Şimdi Antigone ortaya çıkar. Kardeşinin gömülmemiş olmasına çok sinirlenen Antigone, onu gizlice gömmek için kız kardeşi İsmene'den yardım ister. Fakat daha tutucu ve "kanunlara itaatkâr" olan kardeşi bunu reddeder. Antigone, Kreon'un oğlu Haemon'un sevgisinin verdiği moral destekle tek başına hareket etmeye karar verir Sahne arkasında, üzerine biraz toz koyarak kardeşini ayinsel biçimde gömer. Böylece, dini ve ailevi gerekçelerle kurala karşı gelmiş olur. Muhafızlar tarafından yakalanıp, yargılanması için amcası, Kral Kreon'un huzuruna çıkarılır.

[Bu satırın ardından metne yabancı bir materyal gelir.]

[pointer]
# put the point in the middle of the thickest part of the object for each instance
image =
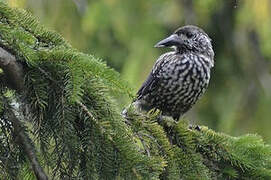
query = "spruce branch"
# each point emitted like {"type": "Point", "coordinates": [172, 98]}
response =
{"type": "Point", "coordinates": [25, 143]}
{"type": "Point", "coordinates": [13, 73]}
{"type": "Point", "coordinates": [13, 70]}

Oyunun gelişme bölümü (agon) ana karakter Antigone ile rakibi Kreon arasında kurgulanmıştır fakat burada iyi ile kötü belirsizdir. Kreon muhtemelen kötü bir kararı iyi nedenlerle (zarar gören devleti korumak için) vermiştir. Antigone ise geleneksel aile ve dini kurallar ve değerler adına hareket etmiştir. Oysa yasayı çiğnemiştir. Her ikisi de haklı, her ikisi de haksızdır ve her ikisine de trajik kahramanın günahı, gurur (kibir) bulaşmıştır.

Yasayı kabul ettiğini söylemesi için Kreon'un taleplerine boyun eğmeyi reddeden Antigone zindanda ölüme terk edilir. Zindanda intihar eder. Antigone'yi desteklemek için kendi oğlu da intihar ettiğinde Kreon, kibrinden ötürü cezalandırılmış olur.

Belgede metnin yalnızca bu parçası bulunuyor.